How the Secure Scripting in Activiti works

One of the prominent features of the recent Activiti 5.21.0 release is ‘secure scripting’. The way to enable and use this feature is documented in detail in the Activiti user guide. In this post, I’ll show the details of the implementation and what it’s doing under the hood.

The Problem

The Activiti engine has supported scripting for script tasks (and task/execution listeners) since a long time.
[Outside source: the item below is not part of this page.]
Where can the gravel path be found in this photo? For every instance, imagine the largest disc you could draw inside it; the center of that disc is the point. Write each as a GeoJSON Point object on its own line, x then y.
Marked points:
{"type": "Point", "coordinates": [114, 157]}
The scripts that are used are defined in the process definition and they can be executed directly after deploying the process definition. Which is something many people like. This is a big difference with Java delegate classes or delegate expressions, as they generally require putting the actual logic on the classpath. Which, in itself already introduces some sort of ‘protection’ as a power user generally only can do this.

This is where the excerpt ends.